Fifteen seconds is all it takes to breathe into a smokerlyzer machine and start the journey to give up cigarettes.
For pregnant mother Nicole Paulse, the journey to stop once and for all has just begun.
She's just signed up to a four-week programme in the Waikato and a smokerlyzer helps detect how much carbon monoxide is in her breath.
"It's in the green," Quit Coach Cassino Smith exclaimed. Now, all Nicole has to do is stay away from the smokes.
It's a journey Smith knows well. It took her more than 10 years to finally say goodbye to cigarettes.

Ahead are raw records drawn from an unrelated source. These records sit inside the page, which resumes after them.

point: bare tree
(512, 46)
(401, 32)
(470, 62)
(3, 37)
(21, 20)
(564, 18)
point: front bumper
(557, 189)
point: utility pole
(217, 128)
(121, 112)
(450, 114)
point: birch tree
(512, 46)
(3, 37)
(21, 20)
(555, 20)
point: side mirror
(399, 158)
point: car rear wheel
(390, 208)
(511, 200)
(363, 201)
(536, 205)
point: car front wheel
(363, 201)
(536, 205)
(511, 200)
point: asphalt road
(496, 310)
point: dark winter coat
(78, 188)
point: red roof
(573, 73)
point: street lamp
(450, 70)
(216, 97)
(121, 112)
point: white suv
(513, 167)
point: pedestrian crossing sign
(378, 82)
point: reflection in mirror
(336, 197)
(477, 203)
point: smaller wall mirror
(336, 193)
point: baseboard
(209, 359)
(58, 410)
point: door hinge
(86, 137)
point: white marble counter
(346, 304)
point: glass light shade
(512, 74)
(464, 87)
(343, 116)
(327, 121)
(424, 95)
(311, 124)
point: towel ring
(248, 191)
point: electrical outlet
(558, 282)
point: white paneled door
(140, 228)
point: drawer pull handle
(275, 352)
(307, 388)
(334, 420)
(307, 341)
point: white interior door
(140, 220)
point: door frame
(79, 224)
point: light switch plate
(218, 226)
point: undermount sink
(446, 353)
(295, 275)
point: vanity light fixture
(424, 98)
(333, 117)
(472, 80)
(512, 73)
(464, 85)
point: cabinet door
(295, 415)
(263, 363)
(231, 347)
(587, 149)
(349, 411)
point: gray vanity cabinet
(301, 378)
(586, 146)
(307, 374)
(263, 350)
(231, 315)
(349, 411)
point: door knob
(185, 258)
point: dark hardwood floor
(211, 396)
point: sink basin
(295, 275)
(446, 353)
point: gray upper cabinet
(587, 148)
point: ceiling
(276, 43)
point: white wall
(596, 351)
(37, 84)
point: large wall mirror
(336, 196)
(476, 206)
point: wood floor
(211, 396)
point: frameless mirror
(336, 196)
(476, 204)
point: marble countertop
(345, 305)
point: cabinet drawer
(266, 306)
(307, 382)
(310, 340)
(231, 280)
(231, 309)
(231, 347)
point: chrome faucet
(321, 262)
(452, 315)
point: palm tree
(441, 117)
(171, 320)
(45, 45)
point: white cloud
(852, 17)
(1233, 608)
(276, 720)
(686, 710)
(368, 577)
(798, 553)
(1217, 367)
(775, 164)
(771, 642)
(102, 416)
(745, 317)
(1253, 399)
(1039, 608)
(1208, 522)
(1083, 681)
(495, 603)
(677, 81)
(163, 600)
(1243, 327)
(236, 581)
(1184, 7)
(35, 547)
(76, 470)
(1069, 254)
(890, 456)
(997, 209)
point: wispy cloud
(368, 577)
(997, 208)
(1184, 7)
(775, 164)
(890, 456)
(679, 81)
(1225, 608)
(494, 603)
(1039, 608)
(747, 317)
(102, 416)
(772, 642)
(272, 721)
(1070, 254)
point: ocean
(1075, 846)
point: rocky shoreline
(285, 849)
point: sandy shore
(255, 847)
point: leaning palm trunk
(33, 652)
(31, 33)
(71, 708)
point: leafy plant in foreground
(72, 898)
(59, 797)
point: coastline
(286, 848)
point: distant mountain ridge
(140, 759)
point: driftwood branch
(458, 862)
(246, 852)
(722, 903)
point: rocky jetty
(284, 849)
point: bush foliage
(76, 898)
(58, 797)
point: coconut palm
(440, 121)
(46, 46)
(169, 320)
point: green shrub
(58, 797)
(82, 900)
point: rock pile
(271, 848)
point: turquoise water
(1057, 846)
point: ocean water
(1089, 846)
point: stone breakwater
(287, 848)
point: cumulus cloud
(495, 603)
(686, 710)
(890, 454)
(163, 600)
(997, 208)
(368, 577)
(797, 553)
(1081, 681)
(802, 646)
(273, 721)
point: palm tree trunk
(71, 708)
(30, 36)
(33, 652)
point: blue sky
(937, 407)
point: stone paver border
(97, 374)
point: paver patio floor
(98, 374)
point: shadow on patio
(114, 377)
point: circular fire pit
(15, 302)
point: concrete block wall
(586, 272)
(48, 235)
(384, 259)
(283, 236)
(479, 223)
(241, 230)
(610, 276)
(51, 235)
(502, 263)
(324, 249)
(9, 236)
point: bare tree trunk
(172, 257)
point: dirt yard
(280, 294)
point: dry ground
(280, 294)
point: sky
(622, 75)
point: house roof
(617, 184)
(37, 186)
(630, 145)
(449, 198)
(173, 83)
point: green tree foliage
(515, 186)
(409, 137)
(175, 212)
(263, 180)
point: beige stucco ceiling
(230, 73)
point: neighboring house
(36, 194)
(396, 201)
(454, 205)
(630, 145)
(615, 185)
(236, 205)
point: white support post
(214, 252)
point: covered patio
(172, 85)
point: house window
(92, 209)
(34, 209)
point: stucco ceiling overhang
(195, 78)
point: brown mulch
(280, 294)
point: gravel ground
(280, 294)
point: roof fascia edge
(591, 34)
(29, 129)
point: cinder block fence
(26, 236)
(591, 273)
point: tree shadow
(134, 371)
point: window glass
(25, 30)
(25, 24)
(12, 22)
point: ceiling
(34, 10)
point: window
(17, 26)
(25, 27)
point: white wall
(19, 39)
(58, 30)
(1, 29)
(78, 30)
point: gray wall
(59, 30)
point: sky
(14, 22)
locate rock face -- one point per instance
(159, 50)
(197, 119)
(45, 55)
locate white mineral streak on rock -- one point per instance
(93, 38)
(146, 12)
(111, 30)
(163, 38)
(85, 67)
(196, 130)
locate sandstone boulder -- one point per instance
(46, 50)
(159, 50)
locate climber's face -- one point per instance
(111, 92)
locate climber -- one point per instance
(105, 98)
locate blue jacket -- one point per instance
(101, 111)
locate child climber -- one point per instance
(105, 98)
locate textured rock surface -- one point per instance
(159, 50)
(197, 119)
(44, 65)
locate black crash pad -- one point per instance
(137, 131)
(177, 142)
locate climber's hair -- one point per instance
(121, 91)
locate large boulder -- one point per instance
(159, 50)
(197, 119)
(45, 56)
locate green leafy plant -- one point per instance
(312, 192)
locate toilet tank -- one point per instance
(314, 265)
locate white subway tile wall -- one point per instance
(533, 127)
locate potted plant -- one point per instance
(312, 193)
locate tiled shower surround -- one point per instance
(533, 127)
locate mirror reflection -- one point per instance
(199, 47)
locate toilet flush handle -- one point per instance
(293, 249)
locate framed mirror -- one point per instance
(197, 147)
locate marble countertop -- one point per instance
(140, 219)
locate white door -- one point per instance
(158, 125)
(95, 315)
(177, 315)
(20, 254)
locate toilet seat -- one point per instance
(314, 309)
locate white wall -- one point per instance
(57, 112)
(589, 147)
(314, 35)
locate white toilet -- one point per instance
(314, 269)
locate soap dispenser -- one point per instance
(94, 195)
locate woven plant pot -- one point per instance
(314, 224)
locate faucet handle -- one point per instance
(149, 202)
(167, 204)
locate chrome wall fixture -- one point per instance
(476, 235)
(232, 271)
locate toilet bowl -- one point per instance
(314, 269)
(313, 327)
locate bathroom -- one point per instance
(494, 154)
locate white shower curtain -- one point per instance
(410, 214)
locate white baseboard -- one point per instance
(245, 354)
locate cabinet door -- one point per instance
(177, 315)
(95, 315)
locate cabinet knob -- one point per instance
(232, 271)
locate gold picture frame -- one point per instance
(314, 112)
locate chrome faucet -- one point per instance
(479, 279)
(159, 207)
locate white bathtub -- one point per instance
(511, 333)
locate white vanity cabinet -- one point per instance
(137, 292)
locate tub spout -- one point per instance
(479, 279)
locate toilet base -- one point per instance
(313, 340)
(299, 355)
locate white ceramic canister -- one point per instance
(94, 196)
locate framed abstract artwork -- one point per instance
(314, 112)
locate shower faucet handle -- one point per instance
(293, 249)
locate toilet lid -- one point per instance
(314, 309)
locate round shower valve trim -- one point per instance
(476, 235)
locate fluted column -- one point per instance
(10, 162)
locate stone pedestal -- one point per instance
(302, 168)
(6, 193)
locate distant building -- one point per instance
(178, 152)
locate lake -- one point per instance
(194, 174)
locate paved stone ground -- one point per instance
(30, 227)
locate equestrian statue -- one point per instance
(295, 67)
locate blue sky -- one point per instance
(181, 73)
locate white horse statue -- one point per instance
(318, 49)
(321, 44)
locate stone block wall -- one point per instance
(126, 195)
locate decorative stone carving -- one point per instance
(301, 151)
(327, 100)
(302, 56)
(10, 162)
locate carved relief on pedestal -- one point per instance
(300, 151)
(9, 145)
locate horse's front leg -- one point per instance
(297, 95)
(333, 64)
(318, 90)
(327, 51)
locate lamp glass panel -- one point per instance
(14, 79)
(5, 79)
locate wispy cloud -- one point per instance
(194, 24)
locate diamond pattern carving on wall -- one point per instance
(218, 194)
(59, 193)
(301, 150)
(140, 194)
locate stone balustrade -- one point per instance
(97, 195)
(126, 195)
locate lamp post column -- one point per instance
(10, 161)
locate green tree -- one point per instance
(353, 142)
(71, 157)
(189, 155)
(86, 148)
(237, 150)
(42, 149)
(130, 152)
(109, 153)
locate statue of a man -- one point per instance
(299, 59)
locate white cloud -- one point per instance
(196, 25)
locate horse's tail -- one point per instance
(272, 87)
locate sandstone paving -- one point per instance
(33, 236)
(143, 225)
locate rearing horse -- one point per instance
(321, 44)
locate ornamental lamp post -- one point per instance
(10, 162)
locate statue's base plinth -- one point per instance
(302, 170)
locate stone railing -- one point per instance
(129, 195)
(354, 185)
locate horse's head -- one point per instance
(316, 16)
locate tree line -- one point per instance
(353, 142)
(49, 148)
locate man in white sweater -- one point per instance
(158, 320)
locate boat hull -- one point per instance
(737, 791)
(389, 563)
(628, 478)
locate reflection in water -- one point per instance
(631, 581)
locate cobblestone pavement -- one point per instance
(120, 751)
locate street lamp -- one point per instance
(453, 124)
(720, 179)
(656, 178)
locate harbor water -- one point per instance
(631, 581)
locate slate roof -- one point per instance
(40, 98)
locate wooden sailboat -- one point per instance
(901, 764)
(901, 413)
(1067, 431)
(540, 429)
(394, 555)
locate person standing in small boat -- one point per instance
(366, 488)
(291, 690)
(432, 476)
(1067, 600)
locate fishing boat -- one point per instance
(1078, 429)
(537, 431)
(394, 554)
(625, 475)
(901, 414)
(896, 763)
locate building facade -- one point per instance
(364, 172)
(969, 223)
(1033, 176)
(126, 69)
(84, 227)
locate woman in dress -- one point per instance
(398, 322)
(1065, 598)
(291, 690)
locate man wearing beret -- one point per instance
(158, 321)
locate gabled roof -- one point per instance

She got her first taste for tobacco at age five and by her early teens was addicted. She was a regular smoker until she started her journey to quit in 1992.
"I decided that I didn't want to drink or smoke anymore, that was my turning point and my two-year-old daughter who's now 28, she's my reason," Smith said.
"I always tell her, 'you were my reason why I gave up smoking and drinking and stuff like that'."
After she had stopped smoking, Smith tried to get her family and mother to quit. And then her mum was diagnosed with secondary lung cancer.
"I relapsed the last two weeks she was alive, and we all went back to help her through that time. I would be crying thinking 'why am I smoking when I know that's killing her'.
"But at the time I didn't want to do any other substance, I didn't want to drink because I wanted to be sane. I wanted to have all my faculties when I was around her. But everyone was smoking. It just comforted me for that brief moment.
"It just brings me joy, even saving the mums, because they're my favourite, pregnant mums are my passion, my absolute favourite! They have a life inside them," Smith said.
It's something Nicole Paulse can relate to. She's expecting her third child but believes smoking may have led to the death of her first child who was born at 25 weeks.
"She had congenital abnormalities which meant there were a lot of health issues and she wasn't developing properly," Paulse said.
"She wouldn't survive in her condition, but she was born alive and died in my arms 30-minutes later. I had to have a funeral. I was 20."
Paulse wants other pregnant mothers to understand that quitting smoking, even just for the pregnancy, can make a big change on how a child develops.
"I smoked through that whole pregnancy and if I knew smoking was that bad... sometimes it's still hard for me to come to terms with what happened and why my baby didn't survive.
"I don't want that to happen again," Paulse said.
Pregnant women who join the Once and For All programme get a $50 incentive and behavioural support with a dedicated "quit coach".